LE ARRINGHE. Guardare ai fatti con oggettività e non lasciarsi colpire da tesi suggestive, che poco hanno a che vedere con i fatti. Così i due difensori di fiducia dell’imputato, Enzo Iofrida e Giovanni Spada, si sono appellati ai giudici della Corte, provando a smontare pezzo dopo pezzo tutte le accuse sollevate dal procuratore generale e dai legali di parte civile. E’ soprattutto sulla premeditazione che si concentra l’attenzione dei legali. Per Enzo Iofrida nessuna traccia o elemento agli atti lascerebbe presupporre che Salvatore Capone abbia premeditato l’uccisione della moglie. Per il legale si tratterebbe chiaramente di un delitto d’impeto, non causato da una violenta discussione tra i coniugi, non avvertita da alcun vicino di casa, ma da una frase piccata rivolta al risveglio da Maria Rita Russo al marito, accusato di aver voluto presenziare a tutti i costi, la sera precedente, ad una serata organizzata dai parenti della vittima. Senza logica, secondo Iofrida, la tesi sostenuta dai legali di parte civile che avevano ipotizzato la presenza della benzina in casa, e non nel garage. Se così fosse stato, ha detto il legale dell’imputato, non avrebbe avuto alcun senso utilizzare prima l’alcol. Stessa tesi anche per il codifensore Giovanni Spada che ha sottolineato come prima il Riesame, e poi la Cassazione abbiano già bocciato la tesi della premeditazione. L’azione disorganizzata e sconclusionata, condotta dall’imputato la mattina dell’omicidio, dimostrerebbe che nulla era stato preordinato, requisito fondamentale per ipotizzare l’aggravante. Anche la scelta del mezzo per uccidere, il fuoco, gettato tra l’altro non su parti vitali della donna, dimostrerebbe che si è trattato di un delitto d’impeto. Al termine delle arringhe i difensori di Capone hanno chiesto l’esclusione dell’aggravante della premeditazione, nell’omicidio di Maria Rita Russo e nel tentato omicidio dei figli, e la concessione delle attenuanti generiche nella loro massima estensione.

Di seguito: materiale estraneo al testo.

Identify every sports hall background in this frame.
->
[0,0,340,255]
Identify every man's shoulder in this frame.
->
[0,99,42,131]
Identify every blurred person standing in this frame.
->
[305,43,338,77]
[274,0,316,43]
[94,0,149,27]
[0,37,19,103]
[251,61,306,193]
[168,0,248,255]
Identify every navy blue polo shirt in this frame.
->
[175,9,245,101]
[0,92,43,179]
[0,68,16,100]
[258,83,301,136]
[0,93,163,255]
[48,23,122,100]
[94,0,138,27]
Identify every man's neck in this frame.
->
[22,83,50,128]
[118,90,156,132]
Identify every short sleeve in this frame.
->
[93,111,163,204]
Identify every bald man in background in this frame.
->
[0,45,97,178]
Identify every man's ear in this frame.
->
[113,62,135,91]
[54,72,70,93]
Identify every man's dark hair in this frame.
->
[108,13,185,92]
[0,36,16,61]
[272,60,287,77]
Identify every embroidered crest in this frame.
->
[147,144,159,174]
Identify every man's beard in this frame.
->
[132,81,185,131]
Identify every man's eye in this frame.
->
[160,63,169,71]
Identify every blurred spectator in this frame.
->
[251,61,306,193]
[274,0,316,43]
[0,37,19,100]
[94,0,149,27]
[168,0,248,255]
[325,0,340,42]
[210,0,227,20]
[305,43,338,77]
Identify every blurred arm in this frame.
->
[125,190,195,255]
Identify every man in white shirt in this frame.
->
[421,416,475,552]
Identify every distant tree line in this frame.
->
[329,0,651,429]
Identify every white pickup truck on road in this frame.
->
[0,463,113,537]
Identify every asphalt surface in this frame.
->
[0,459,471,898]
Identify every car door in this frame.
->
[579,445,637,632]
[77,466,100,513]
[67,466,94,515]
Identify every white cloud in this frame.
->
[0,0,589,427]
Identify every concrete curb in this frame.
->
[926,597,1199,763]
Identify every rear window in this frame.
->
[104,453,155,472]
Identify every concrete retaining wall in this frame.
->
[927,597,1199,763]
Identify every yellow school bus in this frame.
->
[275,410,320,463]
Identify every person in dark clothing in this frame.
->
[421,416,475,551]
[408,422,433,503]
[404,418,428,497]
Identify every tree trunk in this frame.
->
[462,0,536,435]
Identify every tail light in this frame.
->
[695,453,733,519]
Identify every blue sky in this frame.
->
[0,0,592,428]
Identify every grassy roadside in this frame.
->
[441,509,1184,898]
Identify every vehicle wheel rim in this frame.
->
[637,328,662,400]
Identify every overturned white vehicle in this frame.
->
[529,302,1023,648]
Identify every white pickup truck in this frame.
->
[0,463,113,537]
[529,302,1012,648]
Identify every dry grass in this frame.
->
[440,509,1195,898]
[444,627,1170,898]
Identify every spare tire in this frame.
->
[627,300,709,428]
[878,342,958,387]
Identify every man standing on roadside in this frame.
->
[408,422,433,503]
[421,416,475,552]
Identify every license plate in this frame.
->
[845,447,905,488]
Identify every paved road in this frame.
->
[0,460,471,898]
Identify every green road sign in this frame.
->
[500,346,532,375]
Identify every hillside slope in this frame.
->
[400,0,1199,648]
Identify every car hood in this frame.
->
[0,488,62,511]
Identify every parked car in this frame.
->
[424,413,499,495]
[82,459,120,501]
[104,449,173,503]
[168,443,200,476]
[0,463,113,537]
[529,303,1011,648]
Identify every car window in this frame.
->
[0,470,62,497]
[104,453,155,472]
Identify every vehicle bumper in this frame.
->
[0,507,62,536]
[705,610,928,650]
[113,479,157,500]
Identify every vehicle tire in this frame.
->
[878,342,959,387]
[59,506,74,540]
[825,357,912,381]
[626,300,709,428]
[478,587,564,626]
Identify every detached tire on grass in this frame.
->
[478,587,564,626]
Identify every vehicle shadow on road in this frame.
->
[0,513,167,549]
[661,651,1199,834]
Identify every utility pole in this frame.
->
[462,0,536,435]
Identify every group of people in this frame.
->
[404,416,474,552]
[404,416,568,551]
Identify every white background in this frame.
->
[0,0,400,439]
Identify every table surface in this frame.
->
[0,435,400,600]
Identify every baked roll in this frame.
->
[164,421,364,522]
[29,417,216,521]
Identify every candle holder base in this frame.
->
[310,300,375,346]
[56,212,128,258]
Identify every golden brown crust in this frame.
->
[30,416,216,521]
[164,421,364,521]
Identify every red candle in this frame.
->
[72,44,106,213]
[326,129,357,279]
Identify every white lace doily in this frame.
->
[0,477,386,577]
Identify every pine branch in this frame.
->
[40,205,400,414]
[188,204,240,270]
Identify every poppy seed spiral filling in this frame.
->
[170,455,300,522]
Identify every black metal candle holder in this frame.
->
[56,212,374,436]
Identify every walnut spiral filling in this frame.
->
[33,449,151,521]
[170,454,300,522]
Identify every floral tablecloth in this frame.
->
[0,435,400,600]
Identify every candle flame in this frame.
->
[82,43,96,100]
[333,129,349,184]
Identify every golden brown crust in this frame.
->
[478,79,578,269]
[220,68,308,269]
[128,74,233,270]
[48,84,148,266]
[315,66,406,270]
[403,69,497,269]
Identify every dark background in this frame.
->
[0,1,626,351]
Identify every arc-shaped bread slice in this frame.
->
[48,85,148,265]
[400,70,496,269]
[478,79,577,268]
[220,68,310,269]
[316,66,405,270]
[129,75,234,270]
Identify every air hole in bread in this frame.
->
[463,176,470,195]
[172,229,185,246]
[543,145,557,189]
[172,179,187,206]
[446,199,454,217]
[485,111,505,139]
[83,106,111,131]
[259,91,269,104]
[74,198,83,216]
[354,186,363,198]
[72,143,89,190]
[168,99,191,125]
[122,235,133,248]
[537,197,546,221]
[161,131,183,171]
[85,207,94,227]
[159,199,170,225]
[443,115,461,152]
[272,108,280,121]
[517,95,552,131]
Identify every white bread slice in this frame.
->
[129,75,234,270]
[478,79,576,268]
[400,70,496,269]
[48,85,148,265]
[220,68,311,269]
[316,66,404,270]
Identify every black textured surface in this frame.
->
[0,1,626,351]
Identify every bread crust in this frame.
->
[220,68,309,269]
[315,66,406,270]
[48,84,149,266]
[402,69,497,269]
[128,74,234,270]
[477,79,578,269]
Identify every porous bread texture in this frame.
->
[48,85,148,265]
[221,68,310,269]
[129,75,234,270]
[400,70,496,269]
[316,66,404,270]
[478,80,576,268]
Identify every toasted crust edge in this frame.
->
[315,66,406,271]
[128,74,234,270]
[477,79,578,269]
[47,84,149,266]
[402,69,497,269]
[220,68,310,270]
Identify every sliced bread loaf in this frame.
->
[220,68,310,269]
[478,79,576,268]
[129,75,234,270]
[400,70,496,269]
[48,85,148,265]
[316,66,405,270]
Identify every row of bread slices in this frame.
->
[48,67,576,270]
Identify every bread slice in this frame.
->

LE REAZIONI. Un lungo abbraccio in aula, subito dopo la lettura della sentenza, allenta l’evidente tensione nei familiari di Maria Rita Russo, presenti a tutte le udienze. “Ci credevo e speravo in questa sentenza – dichiara Maria Celeste Vasta, madre della vittima – Ma credo soprattutto nella giustizia divina. Mia figlia è stata non solo uccisa ma straziata”. Per Cetty Russo, sorella di Maria Rita, non si può parlare di soddisfazione. “Nessuna sentenza – spiega – potrà mai restituirmi mia sorella. Sono soddisfatta per quanto si possa esserlo in questi casi”.

Un caso complesso dal punto di vista giudiziario e dal grande impatto emotivo. “E’ stata una causa difficile e complicata – dichiara Enzo Mellia, uno dei quattro legali di parte civile – che abbiamo affrontato per spirito di solidarietà umana e civile”. Adesso l’attesa per i legali della difesa è per le motivazioni della sentenza.

“Nonostante le chiare indicazioni della Suprema Corte – affermano i difensori di Salvatore Capone, Enzo Iofrida e Giovanni Spada – la Corte d’Assise d’Appello di Catania ha confermato la condanna a 30 anni. Attenderemo le motivazioni prima di ricorrere nuovamente in Cassazione e verificare cosa ne penseranno i giudici della Suprema Corte di questa pronuncia che a primo acchito – concludono i legali – lascia stupiti, laddove conferma integralmente la prima sentenza in appello già annullata dalla Corte di Cassazione”.